1. 程式人生 > >How much training data do you need?

How much training data do you need?

How much training data do you need?

The quality and amount of training data is often the single most dominant factor that determines the performance of a model. Once you have the training data angle covered, the rest usually follows. But exactly how much training data do you need? The correct answer is: it depends. It depends on the task you are trying to perform, the performance you want to achieve, the input features you have, the noise in the training data, the noise in your extracted features, the complexity of your model and so on. So the way to find out the interaction of all these variables is to train your model on varying amounts of training data and plot

learning curves.

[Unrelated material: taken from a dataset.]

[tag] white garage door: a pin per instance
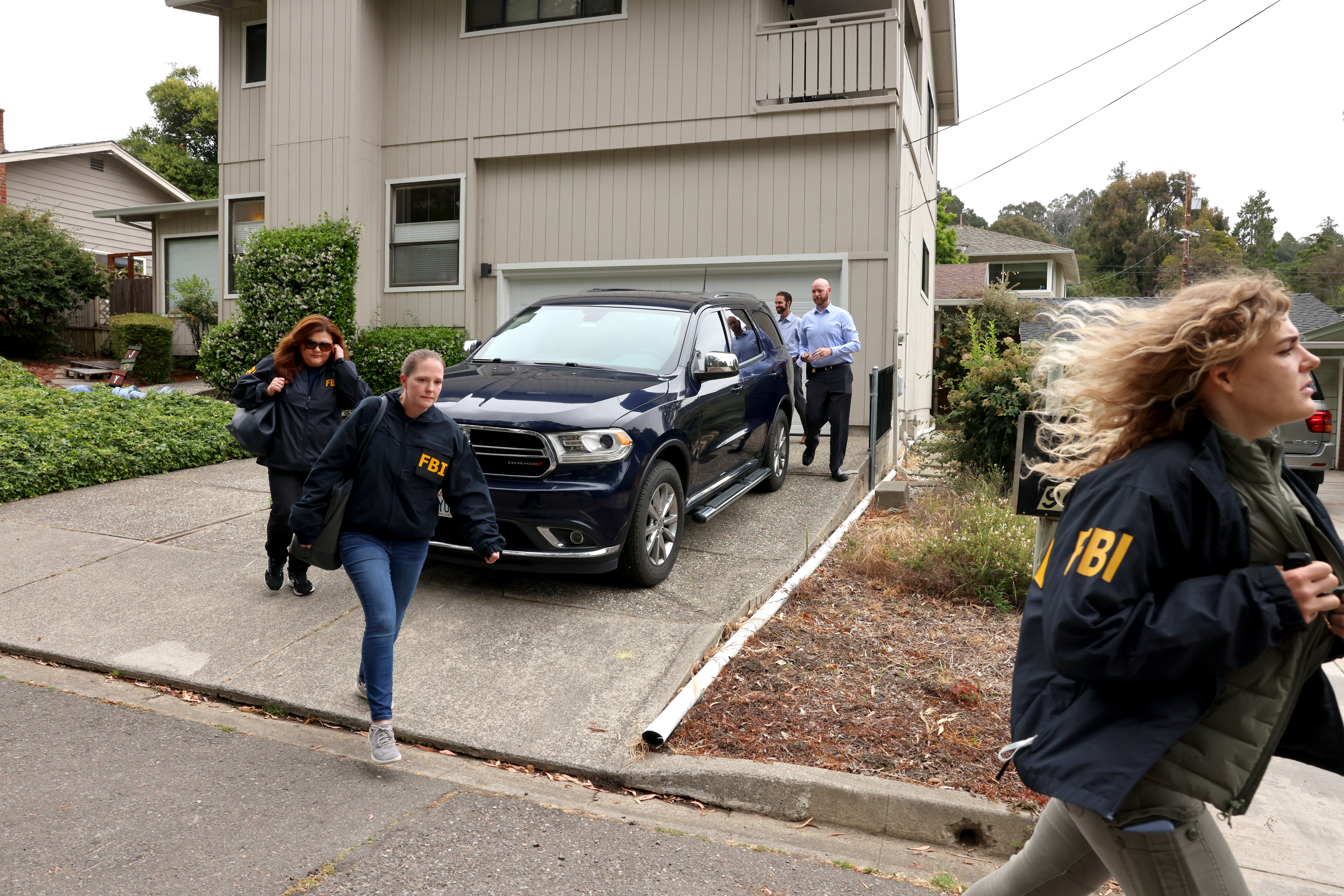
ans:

But this requires you to already have some decent amount of training data to construct interesting plots. What do you do when you are just starting out? Or when you suspect you have too little training data and want to estimate how big a problem you are in?

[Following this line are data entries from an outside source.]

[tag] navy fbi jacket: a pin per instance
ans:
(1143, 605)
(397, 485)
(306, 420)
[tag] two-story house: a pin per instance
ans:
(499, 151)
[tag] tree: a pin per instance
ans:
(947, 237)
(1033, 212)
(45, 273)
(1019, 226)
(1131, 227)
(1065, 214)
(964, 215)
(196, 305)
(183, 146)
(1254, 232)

So instead of the dead accurate “correct” answer to the problem, how about an estimate, a practical rule of thumb? One way out is to take an empirical approach as follows. First, automatically generate a lot of logistic regression problems. For each generated problem, study the relationship between the amount of training data and the performance of the trained models. Observing this relationship over a range of problems, generalize to a simple rule.

Here is the code to generate a range of logistic regression problems and study the effect of varying the amount of training data. The code is based on Tensorflow. Running the code doesn’t require any special software or hardware (Tensorflow is open sourced by Google), and I was able to run the entire experiment on my laptop. Upon running, the code spits out the graph below.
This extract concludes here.